We employ a site manager who is responsible for overseeing day-to-day and routine operations at each of our facilities, including staffing, modality and schedule coordination, referring physician and patient relations and purchasing of materials. In turn, our nine regional managers and directors are responsible for oversight of the operations of all facilities within their region, including sales, marketing and contracting.

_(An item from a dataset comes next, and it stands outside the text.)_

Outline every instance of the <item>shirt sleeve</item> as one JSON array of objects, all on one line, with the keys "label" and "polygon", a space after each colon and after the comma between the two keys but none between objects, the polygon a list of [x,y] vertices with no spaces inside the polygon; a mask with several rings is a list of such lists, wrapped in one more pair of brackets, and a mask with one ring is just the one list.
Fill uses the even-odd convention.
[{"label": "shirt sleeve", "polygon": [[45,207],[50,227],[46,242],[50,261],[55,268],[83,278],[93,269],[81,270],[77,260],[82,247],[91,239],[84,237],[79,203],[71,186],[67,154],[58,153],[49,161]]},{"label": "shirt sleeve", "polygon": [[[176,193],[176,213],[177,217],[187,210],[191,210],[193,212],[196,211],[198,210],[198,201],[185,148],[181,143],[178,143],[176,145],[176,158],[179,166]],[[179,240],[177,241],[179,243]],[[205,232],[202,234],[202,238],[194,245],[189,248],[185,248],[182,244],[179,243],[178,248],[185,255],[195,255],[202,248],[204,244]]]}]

The regional managers and directors, along with our directors of contracting, marketing, facilities, management/purchasing and human resources report to our chief operating officer. Our directors of finance and information services, and our medical director report to our chief executive officer.
None of our employees is subject to a collective bargaining agreement nor have we experienced any work stoppages. We believe our relationship with our employees is good.